Eilig tippte er den Code in das beleuchtete Tastenfeld ein. Als die Flüssigkristallanzeige ACCESS zeigte, öffnete er den Safe, schnappte sich die 9mm-Pistole, schloss die Tür und blieb einen Moment lang stehen, um nachzudenken. Dabei hielt er die Waffe mit beiden Händen umklammert, die Mündung zur Decke gerichtet.
Der Griff mit dem Karomuster fühlte sich rau auf seinen Handflächen an. Für ein Werkzeug mit tödlichen Folgen erschien ihm die Waffe irgendwie zu leicht.
Er wollte niemanden töten, aber er hatte nicht bis jetzt überlebt, um nun einfach so zu sterben.
Barfuß und im Schlafanzug verließ er das Ankleidezimmer, durchquerte das Schlafzimmer und betrat den Alkoven. Mit einem Ellbogen drückte er auf den Lichtschalter, während er die Schwelle überschritt.

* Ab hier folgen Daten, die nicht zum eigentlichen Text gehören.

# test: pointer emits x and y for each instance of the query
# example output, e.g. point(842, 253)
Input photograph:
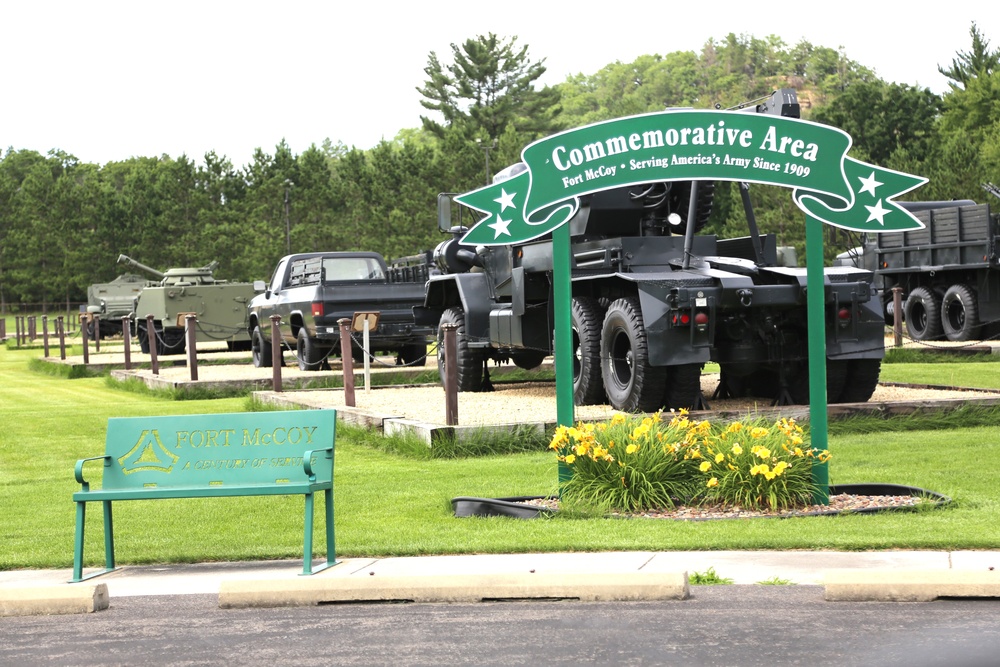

Der Art-déco-Schreibtisch aus Amboinaholz. Bücherregale. Fernseher und Stereoanlage. Die kleine Bar mit Einbaukühlschrank.
An der Tür zum ersten Balkon fand er den Sicherheitsbolzen noch von innen verriegelt vor. Niemand hatte die Suite auf diesem Weg verlassen.
Zwei Fenster boten einen Blick auf den Balkon. Er zog
erst vor dem einen und dann vor dem anderen Fenster die Faltrollos hoch und rechnete fast damit, ein bleiches Gesicht unter einer Kapuze an der Scheibe zu sehen, ein verschwommenes Starren, ein heimtückisches Grinsen, die Person, die um den schwarzen See herum auf ihn zugekommen war. Aber keine Erscheinung erwartete ihn und beide Fenster waren von innen verriegelt.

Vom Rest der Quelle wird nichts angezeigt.